Let’s just say you are looking for a picture book that children will enjoy and the adult who reads aloud will not be sick of after the thirty- fifth reading. I have such a book for you – There, There, written by Tim Bieser and cleverly illustrated by Bill Slavin.

Hare whines and paces, sick to death of all the rain. Other problems ensue. His friend Bear, in an effort to cheer him up, keeps repeating, “There, there.” As you might imagine, Hare fails to be comforted. 

Eventually, Bear gets enough and drags Hare outdoors to teach him a lesson. He shows him the blind earthworm whose only friend is his other end. Hare gets the message that life could be much worse, and they return inside.

The “lesson” loses its moralizing character as the earthworm, left in his own habitat, reacts to being used in such a fashion.

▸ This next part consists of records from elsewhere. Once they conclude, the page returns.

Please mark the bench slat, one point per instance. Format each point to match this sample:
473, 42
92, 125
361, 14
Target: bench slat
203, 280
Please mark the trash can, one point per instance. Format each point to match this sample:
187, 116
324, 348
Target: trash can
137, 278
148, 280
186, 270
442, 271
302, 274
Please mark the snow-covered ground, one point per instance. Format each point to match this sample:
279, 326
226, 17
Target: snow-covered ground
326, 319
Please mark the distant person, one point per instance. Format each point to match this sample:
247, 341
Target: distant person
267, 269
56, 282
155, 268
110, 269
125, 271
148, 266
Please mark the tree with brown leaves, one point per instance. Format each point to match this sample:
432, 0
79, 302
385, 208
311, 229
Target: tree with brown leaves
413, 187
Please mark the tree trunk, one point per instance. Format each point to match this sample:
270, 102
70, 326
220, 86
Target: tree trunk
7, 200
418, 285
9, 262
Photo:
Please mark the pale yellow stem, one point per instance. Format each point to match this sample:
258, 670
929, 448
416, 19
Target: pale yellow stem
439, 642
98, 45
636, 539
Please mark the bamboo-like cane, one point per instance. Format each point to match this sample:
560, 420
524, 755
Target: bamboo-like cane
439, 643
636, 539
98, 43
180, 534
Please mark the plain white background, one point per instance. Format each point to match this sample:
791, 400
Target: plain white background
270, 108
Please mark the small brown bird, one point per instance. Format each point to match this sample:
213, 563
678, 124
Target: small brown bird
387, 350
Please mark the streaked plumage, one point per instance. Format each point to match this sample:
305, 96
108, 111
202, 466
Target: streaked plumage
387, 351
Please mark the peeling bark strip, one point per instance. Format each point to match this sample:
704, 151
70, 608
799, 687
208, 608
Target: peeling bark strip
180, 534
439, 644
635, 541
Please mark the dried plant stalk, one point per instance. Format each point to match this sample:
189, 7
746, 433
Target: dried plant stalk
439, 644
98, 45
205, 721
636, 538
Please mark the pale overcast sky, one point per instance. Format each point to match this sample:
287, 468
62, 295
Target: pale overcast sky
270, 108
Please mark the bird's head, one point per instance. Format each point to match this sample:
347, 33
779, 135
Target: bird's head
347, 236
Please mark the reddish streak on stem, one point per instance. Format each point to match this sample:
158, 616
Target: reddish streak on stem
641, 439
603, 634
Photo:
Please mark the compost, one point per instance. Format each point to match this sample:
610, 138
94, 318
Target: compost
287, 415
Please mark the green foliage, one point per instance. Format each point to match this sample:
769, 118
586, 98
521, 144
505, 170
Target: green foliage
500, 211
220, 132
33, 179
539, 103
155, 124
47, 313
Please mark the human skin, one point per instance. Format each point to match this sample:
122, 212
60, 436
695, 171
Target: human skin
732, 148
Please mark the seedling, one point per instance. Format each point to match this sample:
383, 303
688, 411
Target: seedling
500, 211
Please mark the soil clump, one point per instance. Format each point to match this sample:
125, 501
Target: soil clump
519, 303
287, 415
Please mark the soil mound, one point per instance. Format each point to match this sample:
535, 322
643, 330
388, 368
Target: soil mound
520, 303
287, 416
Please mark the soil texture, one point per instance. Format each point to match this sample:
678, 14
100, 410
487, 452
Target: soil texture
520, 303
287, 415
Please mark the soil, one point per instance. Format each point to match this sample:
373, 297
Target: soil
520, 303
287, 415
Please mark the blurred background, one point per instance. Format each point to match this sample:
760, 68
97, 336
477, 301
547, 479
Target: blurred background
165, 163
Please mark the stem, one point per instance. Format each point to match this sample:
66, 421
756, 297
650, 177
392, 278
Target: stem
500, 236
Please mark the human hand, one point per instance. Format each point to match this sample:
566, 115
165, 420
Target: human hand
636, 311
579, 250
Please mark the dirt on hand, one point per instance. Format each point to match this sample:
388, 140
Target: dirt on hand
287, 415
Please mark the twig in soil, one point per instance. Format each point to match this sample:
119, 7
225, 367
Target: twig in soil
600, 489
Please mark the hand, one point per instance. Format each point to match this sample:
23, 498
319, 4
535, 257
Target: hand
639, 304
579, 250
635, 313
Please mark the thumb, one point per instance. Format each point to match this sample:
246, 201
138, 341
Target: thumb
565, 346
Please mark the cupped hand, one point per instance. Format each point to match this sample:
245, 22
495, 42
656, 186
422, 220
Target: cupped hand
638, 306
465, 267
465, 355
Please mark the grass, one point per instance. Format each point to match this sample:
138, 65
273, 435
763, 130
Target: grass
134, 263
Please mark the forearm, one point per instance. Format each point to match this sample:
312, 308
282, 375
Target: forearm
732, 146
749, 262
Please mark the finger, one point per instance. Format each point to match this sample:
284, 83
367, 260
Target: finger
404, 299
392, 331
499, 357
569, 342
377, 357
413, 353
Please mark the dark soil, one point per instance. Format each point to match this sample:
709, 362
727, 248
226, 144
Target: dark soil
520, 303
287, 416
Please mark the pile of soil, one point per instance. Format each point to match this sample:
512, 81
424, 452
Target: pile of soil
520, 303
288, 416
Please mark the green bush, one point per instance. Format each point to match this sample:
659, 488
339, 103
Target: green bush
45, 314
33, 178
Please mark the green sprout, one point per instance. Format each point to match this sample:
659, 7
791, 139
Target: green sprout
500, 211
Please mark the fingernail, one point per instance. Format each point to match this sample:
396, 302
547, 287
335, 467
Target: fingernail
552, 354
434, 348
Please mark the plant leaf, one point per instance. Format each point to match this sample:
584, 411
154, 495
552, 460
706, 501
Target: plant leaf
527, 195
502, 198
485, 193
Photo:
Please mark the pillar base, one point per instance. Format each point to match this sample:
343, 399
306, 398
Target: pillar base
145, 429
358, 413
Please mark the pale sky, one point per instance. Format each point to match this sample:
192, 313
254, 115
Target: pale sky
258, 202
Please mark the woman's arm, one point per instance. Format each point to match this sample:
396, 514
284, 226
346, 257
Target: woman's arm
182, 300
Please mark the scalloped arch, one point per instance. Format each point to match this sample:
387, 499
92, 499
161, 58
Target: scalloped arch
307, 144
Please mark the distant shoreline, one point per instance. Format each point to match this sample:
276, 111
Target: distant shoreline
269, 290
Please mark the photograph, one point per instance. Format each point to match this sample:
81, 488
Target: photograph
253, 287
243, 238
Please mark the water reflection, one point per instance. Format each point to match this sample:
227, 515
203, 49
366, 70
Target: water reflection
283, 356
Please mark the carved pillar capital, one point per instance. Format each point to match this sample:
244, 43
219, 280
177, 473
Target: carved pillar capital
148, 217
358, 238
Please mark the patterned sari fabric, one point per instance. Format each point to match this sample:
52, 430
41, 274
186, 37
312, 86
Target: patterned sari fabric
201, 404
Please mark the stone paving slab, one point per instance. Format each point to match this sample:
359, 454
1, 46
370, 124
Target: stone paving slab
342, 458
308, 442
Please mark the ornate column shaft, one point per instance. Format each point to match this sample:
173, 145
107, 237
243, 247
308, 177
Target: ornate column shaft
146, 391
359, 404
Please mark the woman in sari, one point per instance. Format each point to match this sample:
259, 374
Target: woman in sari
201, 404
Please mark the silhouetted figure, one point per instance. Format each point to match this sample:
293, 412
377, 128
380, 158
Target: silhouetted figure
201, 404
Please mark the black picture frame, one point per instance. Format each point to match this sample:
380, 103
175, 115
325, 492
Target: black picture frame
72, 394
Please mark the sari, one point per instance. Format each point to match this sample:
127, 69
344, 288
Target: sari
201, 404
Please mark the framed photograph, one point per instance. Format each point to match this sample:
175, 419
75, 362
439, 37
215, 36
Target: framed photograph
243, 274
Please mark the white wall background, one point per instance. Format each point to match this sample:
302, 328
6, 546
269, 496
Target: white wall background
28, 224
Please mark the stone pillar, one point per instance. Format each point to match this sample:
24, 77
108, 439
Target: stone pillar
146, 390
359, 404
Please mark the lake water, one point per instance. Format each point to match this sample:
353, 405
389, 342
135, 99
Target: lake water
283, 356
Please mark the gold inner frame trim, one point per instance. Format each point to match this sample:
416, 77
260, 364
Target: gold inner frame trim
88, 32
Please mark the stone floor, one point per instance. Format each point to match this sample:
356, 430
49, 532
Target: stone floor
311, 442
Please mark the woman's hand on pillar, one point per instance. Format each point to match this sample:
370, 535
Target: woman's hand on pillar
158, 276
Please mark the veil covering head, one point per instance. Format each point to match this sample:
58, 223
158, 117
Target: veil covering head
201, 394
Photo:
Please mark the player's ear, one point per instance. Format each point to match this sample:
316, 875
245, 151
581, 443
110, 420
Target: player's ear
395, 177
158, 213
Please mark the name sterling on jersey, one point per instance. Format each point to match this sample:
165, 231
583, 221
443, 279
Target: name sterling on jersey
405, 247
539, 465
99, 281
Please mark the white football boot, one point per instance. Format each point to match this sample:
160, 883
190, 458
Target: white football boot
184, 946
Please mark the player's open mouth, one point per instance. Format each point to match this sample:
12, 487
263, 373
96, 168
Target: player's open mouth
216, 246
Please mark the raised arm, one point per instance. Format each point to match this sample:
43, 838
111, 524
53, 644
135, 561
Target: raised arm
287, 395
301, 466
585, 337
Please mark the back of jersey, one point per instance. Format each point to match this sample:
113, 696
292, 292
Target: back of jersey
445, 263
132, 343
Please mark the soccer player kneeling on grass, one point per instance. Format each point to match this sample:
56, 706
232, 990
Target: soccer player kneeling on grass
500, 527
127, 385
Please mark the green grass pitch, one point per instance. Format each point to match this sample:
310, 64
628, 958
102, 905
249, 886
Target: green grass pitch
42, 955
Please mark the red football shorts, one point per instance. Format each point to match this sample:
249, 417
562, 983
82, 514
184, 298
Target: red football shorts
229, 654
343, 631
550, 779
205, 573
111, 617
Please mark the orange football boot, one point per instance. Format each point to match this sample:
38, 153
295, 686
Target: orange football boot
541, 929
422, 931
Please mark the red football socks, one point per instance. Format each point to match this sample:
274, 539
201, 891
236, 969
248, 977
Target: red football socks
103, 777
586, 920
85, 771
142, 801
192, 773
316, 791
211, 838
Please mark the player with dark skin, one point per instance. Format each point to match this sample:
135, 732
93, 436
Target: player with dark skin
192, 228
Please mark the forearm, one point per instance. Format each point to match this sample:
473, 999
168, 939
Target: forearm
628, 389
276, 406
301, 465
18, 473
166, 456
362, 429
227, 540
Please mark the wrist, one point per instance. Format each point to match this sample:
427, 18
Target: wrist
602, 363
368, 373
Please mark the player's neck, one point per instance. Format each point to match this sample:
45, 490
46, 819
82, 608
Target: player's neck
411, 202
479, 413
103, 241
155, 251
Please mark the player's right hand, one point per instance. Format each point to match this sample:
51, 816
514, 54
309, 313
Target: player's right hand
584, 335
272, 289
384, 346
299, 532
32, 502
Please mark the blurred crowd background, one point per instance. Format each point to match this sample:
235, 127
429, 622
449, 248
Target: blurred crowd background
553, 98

The tongue-in cheek ending will delight the adult as well as the child.

Clouds - Again

A long week of rain has made me rash

Sending me to my photo stash.

Sunnier pictures from some time ago

When I needed the world to slow.

The clouds recalled childhood with a friend

When we watched, playing just pretend.

 What do you see in this fluffy stack?

A turtle with cotton balls piled on his back

 What could this scattering mean to you?

Fish in the sea with a shark coming through

 How about this one causing suspense?

Will the dog on the left leap over the fence?

My cries, “Enough water,” are to no avail

And conjure this mermaid set to sail

I hope her farewell comes without fail

As she blows a kiss and waves her tail.

 

So there you have it. This is what happens when my brain gets waterlogged. Sun is promised for Wednesday. 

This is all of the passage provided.